Among the advantages of an MLISP implementation of the new
system are:

(1) Efficiency.  The language will be processed by an extension
of the existing MLISP compiler, which translates at 3000
lines per minute, more than three times faster than PUB
Pass One.  Most PUB macros could be procedures (EXPRs and
FEXPRs) in P, so their execution will be several times faster
than in PUB (PUB spends much of its time expanding macros).

(2) Flexibility.  Author procedures could directly call
or redefine procedures in the system.  During debugging,
the author could set breakpoints and perform traces.

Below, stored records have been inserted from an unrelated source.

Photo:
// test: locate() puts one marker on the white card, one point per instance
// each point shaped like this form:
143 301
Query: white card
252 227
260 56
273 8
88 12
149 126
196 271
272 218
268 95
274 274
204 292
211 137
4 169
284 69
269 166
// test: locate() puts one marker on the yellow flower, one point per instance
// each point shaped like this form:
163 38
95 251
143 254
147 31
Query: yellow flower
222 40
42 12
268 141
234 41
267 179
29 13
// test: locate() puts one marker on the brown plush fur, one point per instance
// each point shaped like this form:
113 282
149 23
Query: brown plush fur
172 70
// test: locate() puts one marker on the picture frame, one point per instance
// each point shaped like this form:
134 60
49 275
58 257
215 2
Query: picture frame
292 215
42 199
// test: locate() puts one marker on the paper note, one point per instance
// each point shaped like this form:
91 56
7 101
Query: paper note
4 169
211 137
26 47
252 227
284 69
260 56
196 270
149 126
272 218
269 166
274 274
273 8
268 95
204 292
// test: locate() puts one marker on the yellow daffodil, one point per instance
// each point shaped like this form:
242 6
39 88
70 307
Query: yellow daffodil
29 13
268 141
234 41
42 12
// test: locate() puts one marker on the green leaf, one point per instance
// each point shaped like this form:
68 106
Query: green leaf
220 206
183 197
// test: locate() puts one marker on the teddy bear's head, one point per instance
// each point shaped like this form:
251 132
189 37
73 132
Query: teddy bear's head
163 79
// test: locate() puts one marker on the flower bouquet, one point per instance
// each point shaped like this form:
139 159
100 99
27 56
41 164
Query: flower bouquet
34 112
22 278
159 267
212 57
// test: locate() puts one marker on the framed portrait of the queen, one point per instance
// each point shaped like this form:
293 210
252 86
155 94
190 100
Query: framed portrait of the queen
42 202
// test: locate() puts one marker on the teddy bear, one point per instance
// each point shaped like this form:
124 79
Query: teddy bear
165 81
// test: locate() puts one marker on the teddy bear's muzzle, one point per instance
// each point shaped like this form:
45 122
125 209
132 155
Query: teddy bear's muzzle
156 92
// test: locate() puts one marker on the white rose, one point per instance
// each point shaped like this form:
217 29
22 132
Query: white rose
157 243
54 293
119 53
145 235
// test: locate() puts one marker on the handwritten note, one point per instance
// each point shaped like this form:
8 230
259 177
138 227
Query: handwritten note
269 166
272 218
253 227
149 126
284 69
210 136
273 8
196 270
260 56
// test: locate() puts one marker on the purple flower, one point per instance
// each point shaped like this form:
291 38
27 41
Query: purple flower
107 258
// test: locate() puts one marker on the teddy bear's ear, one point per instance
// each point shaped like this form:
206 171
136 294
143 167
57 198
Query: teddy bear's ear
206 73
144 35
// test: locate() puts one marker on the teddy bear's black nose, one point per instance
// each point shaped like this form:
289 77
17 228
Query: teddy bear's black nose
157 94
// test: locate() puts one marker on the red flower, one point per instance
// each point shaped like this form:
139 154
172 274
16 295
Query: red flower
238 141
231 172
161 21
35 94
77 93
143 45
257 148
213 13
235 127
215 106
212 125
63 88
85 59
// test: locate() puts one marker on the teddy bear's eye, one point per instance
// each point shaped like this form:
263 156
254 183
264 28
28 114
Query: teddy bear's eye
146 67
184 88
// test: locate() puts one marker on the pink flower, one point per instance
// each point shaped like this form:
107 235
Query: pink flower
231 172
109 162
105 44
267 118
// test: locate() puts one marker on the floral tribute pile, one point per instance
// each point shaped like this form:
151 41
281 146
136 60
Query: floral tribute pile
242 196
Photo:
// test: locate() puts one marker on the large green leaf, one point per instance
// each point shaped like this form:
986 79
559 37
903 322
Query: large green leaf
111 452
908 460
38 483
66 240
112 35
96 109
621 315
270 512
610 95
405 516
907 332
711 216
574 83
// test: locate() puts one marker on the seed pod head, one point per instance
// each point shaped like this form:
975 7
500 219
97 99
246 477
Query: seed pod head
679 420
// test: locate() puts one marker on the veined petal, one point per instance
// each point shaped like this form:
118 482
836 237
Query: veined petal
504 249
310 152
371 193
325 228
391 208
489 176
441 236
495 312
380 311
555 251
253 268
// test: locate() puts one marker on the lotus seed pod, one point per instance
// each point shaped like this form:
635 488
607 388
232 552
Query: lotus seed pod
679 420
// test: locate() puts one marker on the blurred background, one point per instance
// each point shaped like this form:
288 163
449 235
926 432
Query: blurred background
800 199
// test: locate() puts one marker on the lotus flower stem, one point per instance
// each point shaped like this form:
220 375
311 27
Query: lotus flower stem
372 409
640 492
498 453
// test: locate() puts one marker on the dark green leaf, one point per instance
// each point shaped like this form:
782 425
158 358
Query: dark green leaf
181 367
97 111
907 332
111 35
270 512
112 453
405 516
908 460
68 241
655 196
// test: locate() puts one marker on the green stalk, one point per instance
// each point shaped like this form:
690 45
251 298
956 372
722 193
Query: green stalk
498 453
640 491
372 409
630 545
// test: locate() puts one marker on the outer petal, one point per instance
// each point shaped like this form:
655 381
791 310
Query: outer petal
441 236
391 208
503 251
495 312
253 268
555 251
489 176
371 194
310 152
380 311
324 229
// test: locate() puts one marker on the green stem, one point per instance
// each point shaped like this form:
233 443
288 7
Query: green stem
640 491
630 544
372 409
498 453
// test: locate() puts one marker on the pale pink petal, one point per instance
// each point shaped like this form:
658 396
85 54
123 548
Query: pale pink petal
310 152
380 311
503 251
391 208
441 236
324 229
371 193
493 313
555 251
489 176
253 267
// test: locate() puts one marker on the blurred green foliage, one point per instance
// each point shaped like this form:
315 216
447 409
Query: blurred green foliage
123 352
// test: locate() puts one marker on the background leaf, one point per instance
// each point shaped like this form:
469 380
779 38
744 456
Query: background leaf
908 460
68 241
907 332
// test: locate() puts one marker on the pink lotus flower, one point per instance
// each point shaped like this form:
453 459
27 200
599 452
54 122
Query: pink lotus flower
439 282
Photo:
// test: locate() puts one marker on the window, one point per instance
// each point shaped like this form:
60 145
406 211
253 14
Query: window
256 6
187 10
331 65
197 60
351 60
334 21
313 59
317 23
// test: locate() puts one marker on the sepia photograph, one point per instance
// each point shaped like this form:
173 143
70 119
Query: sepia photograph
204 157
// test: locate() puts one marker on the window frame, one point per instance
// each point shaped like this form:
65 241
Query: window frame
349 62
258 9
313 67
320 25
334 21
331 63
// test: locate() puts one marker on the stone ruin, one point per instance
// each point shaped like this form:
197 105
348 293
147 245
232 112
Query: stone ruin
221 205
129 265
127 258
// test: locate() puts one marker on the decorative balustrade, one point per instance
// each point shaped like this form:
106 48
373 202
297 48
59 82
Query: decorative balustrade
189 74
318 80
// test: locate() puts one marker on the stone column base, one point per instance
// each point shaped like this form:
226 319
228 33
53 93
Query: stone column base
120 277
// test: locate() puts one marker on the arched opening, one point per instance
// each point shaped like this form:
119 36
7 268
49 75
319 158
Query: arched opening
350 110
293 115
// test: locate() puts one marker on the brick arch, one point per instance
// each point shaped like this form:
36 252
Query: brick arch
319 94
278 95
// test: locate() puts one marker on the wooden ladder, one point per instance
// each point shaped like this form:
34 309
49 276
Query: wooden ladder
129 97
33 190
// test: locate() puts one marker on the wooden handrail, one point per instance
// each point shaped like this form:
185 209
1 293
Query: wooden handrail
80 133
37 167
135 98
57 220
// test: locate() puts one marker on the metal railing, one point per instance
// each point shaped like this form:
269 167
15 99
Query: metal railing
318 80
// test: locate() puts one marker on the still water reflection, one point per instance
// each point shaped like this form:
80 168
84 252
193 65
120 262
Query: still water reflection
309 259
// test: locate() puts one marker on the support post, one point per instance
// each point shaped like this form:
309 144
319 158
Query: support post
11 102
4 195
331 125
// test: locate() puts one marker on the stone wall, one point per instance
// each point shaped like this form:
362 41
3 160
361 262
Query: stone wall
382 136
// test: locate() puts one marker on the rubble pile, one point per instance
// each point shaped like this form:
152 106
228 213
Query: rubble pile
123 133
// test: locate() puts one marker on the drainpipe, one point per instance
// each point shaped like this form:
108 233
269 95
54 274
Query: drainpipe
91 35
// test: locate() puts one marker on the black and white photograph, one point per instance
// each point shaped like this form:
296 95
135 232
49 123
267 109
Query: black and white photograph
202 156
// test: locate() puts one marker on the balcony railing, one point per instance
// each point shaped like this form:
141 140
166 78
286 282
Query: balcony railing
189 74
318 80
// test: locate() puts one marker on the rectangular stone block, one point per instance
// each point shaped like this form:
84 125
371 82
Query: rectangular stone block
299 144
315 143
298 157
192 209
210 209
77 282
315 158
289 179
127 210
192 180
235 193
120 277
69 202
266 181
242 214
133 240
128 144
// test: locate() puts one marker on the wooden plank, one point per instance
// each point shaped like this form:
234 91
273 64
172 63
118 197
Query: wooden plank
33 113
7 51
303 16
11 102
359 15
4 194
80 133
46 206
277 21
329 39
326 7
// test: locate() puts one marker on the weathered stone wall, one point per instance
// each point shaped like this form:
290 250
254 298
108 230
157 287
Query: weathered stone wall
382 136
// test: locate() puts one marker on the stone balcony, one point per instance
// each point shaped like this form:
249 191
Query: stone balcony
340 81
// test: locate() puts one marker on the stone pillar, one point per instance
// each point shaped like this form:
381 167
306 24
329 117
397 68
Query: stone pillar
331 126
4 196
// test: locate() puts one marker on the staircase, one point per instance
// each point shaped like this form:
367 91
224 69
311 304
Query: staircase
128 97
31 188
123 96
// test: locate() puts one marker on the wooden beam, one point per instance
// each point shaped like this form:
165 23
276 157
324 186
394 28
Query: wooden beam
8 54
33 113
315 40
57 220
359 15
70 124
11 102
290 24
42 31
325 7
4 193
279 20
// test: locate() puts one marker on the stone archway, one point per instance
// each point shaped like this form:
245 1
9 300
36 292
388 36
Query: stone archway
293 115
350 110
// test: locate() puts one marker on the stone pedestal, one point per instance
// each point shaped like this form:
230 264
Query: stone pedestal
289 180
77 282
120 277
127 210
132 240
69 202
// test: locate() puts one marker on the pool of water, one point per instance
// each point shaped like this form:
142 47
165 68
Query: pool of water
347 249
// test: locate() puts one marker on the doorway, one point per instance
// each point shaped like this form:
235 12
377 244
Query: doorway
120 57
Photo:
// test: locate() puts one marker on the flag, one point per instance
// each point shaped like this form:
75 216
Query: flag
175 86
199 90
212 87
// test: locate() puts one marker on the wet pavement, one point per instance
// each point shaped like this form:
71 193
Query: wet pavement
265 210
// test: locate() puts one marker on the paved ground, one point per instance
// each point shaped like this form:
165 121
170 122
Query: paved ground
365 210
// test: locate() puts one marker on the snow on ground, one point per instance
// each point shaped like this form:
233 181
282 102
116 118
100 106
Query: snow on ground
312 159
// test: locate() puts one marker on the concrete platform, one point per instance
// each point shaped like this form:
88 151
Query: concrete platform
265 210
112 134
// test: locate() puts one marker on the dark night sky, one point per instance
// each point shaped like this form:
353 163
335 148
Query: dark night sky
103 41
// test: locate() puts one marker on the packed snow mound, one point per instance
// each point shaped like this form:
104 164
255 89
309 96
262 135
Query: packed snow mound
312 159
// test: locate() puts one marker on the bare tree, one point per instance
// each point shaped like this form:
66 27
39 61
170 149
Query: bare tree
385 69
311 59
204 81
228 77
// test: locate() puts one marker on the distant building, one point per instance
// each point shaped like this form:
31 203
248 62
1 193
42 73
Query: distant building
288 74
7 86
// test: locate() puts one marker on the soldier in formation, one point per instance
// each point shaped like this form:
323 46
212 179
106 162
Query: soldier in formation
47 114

(3) Portability.  The extended MLISP compiler will be written
mostly in STANDARD LISP, so that it will be transportable
to new installations with a minimum of effort.

The system should run equally well (except for speed differences) in
LISP1.6, TENEX-LISP, ILSP, MACLISP, and LISP70.  With a small amount
of LAP programming, it should run in LISPs on other computers than
the PDP-10 as well.

Disadvantages of MLISP are:

(1) Size.  The LISP1.6 version of the FORMATTER will probably be
nearly as large as PUB Pass One, becase of LISP and MLISP overhead.
This will be remedied when LISP70 is operational.

(2) Inefficiency.  The PAGINATOR and POLISHER may be simple enough to
be programmed in machine language at a substantial gain in efficiency.
This may be done after portable LISP versions are operational.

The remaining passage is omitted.